Alexis Tsipras, the leader of Greece's Syriza party—the Alliance of the Radical Left—is currently visiting the United States. It will be an interesting experience for both sides.

Syriza is a political party committed to overthrowing capitalism. It says so in its most recent policy document, a declaration approved last month by a congress of 3,000 party delegates. This declaration invites the Greek people to fight against an immensely powerful enemy, "globalized large capital," which supposedly drives peoples to total destitution both in Europe and the developing world. "Capital" is also seeking to destroy the welfare state, drag labor rights back to the 19th century, bring wages to third-world levels and maximize unemployment.

But why are the peoples of Europe not resisting the appalling march of capital? They would be, except parliamentary institutions are a sham, not real democracy, per Syriza's declaration. So the party is promising a "radical transformation of society" toward socialism. It clearly and unequivocally rejects any attempt at improving capitalism with what it calls "cosmetic changes."

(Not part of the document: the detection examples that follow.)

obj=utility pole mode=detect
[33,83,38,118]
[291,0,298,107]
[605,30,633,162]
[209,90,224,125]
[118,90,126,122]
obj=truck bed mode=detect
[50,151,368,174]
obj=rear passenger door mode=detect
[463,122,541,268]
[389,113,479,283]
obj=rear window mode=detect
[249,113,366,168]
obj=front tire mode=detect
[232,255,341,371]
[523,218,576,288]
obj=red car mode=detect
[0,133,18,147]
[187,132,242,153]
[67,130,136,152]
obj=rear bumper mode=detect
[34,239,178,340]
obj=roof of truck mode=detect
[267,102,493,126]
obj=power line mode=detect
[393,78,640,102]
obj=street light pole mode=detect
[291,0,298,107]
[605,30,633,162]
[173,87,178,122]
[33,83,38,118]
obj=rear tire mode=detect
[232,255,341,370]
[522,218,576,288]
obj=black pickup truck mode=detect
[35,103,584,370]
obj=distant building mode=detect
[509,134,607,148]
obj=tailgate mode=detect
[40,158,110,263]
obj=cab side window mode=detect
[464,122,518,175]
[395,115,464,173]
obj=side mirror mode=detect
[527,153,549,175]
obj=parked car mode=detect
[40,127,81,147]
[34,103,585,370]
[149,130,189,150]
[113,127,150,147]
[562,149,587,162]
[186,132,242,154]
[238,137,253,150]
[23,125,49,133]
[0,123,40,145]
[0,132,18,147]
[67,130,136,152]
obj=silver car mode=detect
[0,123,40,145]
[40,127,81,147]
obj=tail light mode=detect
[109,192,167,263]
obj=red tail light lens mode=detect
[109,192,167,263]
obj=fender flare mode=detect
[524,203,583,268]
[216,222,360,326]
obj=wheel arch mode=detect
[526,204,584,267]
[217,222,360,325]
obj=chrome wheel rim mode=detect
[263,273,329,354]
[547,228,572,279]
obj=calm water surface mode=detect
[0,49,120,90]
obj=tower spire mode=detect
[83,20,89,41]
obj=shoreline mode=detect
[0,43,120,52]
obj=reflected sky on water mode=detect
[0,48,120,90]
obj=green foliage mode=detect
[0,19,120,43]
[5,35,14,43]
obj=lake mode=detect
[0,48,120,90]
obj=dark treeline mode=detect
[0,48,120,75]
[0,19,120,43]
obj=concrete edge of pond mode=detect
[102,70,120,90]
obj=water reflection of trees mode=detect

Syriza vows that its view of socialism is not "the replication of other models, which sought to rely on the same ideas, but misinterpreted them, failed to remain faithful to them and finally, for many complex reasons, self-destructed." Syriza hopes to succeed where other socialist experiments failed. The declaration says that "we ought . . . to learn as much as we can and as fully as we can from this great venture and this great historical experience, with its novel achievements and its transforming failures."